Given the data, I wouldn’t necessarily expect any additional durable population growth. We seem to have reached an equilibrium between the 1500 and 1600 mark and baring any broad change to nation creation rates, I don’t see any reason to project further growth.
 
Given the data, I wouldn’t necessarily expect any additional durable population growth. We seem to have reached an equilibrium between the 1500 and 1600 mark and baring any broad change to nation creation rates, I don’t see any reason to project further growth.
I’m not sure if this is right. The reason that I did the linear regression on the time between 7/19 and the present is because I was of a similar perception, that growth would probably stagnate and fall into an equilibrium. But the data we have so far indicates a slow upward trend.

Is there some additional statistical analysis I could do to find some kind of margin of error around these growth numbers? Sure. And maybe I will!

I think it’s entirely possible that Frontier has shifted our underlying growth pattern, and will continue to drive a slow increase for years. Clearly, the population boom and subsequent dying-off didn’t behave at all like previous booms, which saw virtually zero nation retention. We’d probably need more data and analysis to understand, but what we have now points to a continuing slow increase.
 
How do you think Delegate endos will follow?
 
How do you think Delegate endos will follow?
Well that’s really up to us lol. As I said, I’m just talking about regional population. It gets more people into the pipeline from resident>WA member>del endorser. But if the rest of that pipeline isn’t flowing, it won’t have much of an impact at all.
 
This is some interesting data.

Though I'll admit I am far more interested in the Frontier transition's impact (or lack thereof) on the WA resident population than the nation count overall. Especially with the rise of puppet-inflated regions, I don't think nation count is as good of a measure of a region's health as it used to be.
 
Unfortunately, without taking into account the recruitment revamp by UPC and/or separating population increase by foundings v. nations moving in, I can't see this being a useful analysis of the impact that becoming a Frontier had on us. If I recall correctly, UPC's bot began being used very close to the time we transitioned.

Recruitment has too large an impact on region growth to be left out of such an analysis.

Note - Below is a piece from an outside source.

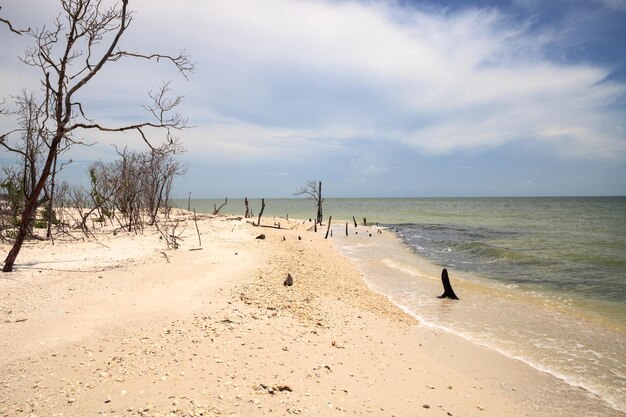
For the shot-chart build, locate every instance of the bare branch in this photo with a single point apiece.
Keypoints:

Unless I'm missing something?
 
Though I'll admit I am far more interested in the Frontier transition's impact (or lack thereof) on the WA resident population than the nation count overall. Especially with the rise of puppet-inflated regions, I don't think nation count is as good of a measure of a region's health as it used to be.
100%. I don't have time to do a deep dive on this at the moment, but some food for thought: the day we became a Frontier, we had 244 WA nations and 185 Delegate endorsements. Just over six months later, we're sitting at 271 WA nations and 201 Delegate endorsements. Obviously there are a ton of other factors that play into this -- we've had a Delegate transition, we're still rebuilding gameside infrastructure, the ERN has a couple of sailors deployed, etc. But the incredible disparity between population increase and WA population increase is very concerning.

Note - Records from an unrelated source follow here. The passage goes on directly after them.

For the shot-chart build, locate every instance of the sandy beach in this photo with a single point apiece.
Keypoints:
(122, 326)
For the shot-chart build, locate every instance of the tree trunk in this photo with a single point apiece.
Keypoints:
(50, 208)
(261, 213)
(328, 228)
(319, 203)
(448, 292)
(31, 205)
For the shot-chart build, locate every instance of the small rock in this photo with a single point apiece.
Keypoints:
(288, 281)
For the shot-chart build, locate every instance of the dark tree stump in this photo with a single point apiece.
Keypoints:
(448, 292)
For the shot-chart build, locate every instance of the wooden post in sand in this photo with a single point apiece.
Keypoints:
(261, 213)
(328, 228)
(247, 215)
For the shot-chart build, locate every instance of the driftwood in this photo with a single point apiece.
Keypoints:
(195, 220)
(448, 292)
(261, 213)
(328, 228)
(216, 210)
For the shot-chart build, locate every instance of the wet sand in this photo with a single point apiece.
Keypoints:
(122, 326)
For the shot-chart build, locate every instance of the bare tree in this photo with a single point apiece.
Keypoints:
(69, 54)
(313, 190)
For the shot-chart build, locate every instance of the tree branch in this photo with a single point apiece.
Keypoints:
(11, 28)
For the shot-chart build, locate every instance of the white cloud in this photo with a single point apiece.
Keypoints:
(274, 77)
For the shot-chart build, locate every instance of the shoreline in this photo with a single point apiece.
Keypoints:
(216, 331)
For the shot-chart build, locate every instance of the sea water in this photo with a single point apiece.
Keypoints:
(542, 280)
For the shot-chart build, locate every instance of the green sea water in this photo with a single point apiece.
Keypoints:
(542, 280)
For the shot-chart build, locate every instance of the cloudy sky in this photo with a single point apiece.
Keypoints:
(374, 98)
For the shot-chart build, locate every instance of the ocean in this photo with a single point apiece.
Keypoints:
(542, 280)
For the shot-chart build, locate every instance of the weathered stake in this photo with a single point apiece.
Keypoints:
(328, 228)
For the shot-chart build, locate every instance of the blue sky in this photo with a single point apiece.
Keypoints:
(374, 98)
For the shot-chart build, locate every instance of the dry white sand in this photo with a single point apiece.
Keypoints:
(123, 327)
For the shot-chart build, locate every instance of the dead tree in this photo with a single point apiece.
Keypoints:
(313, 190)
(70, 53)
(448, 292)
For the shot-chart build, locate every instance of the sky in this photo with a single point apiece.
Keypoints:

Unfortunately, without taking into account the recruitment revamp by UPC and/or separating population increase by foundings v. nations moving in, I can't see this being a useful analysis of the impact that becoming a Frontier had on us. If I recall correctly, UPC's bot began being used very close to the time we transitioned.

Recruitment has too large an impact on region growth to be left out of such an analysis.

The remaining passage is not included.